A sequence from camelpox virus that forms a structure similar to the core structure of RNase P RNA from archaea and bacteria. The conserved residues, like those in Figure 2 ▶, are in uppercase letters. The L7 region could fold into a cruciform without the conserved P11 as in bacteria. The sequence (413 bp from 155,800 to 156,212 in camelpox genome) covers the intergenic region between a hypothetical ORF (155,444–155,689) and a gene coding for a DNA ligase (155,961–157,619), as well as part of the coding sequence for the ligase (Gubser and Smith 2002).
DISCUSSION
Identification of RNase P RNA
An efficient method to identify RNase P RNA from microbial genomes described in this study is comparable to tRNA-finding methods in terms of speed and accuracy. This search approach is so sensitive that it can pick up every true positive identified in reference sequences of bacteria and archaea from the RNase P database (Brown 1999) because the core structure engaged is deduced directly from those sequences. The core structure feature used for searching RNase P RNA contains the true catalysis domain of RNase P RNA (see below). Therefore, our method is also extremely selective and it never misidentifies any unrelated sequence as true RNase P RNA. In general, the RNase P RNA sequence has been detected from the vast majority (95%, 57 of 60) of microbial genomes where it had not been annotated previously. Only in three microorganisms (A. aeolicus, N. equitans, and P. aerophilum) is there no RNase P RNA sequence detected. Certain unique RNase P enzymes might exist in these microbes that are beyond the scope of our theoretical approach or even conventional experiments (as in the case of A. aeolicus; Willkomm et al. 2002).

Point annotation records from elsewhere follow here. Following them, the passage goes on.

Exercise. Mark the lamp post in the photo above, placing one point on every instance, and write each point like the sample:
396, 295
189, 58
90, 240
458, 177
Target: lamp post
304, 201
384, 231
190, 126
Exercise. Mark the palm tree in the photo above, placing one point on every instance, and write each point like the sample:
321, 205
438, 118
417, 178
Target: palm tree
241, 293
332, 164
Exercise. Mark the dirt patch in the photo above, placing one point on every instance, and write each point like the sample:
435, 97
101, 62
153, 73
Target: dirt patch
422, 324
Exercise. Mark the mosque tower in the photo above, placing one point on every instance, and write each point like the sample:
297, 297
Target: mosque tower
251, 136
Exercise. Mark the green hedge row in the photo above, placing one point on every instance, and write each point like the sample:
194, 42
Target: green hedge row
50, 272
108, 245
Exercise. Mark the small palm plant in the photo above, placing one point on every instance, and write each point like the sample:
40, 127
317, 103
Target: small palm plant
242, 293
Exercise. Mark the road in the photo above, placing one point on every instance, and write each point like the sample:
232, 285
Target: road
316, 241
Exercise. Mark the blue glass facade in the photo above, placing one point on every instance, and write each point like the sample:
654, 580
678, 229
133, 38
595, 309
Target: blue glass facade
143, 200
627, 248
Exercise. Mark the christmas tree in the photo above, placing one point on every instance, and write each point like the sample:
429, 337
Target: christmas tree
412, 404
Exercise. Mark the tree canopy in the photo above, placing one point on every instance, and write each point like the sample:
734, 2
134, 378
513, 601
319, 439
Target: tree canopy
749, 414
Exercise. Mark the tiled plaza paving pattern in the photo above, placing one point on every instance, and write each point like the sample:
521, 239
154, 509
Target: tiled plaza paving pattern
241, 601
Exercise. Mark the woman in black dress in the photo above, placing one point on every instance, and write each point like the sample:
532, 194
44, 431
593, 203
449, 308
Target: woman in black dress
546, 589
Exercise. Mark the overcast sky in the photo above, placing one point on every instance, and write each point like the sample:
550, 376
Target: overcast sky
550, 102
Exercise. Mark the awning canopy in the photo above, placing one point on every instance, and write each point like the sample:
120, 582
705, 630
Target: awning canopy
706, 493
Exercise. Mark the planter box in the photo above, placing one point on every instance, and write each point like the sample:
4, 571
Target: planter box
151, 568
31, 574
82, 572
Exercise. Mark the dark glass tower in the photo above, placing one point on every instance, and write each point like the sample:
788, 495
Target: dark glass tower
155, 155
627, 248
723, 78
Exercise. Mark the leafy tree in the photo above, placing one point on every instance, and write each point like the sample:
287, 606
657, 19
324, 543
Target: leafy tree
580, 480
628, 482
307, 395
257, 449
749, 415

The procedure identifying RNase P RNA can also be applied to other genomes containing putative prokaryotic RNase P RNA. Some RNase P RNAs were found in the contig sequences of environmental genomes (total 76 Mb and 1045 Mb nonredundant base pairs from biofilm and Sargasso project, respectively). In the biofilm project, four RNase P RNAs were found. This is acceptable considering that only two near-complete genomes and three partial genomes were constructed from the sequencing data, and rRNA analysis from the environmental sample indicated the presence of three bacterial and three archaeal lineages (Tyson et al. 2004). However, in the Sargasso project, only two RNase P RNAs were found in their DNA samples where over 1000 distinct SSU rRNA genes or fragments were identified (Venter et al. 2004). The outcome could partially be due to the lower quality of assembling from the much larger DNA pool of the Sargasso project compared with the bio-film project. We also found one sequence from camelpox virus (Gubser and Smith 2002) that could be folded into a putative RNase P RNA (Fig. 4 ▶). This sequence segment has 98% homology with all other orthopoxviruses. Further efforts need to be undertaken to find more RNase P RNA genes in the environmental genomes and to investigate the function of this putative RNA in orthopoxviruses that have no tRNA gene in their genomes.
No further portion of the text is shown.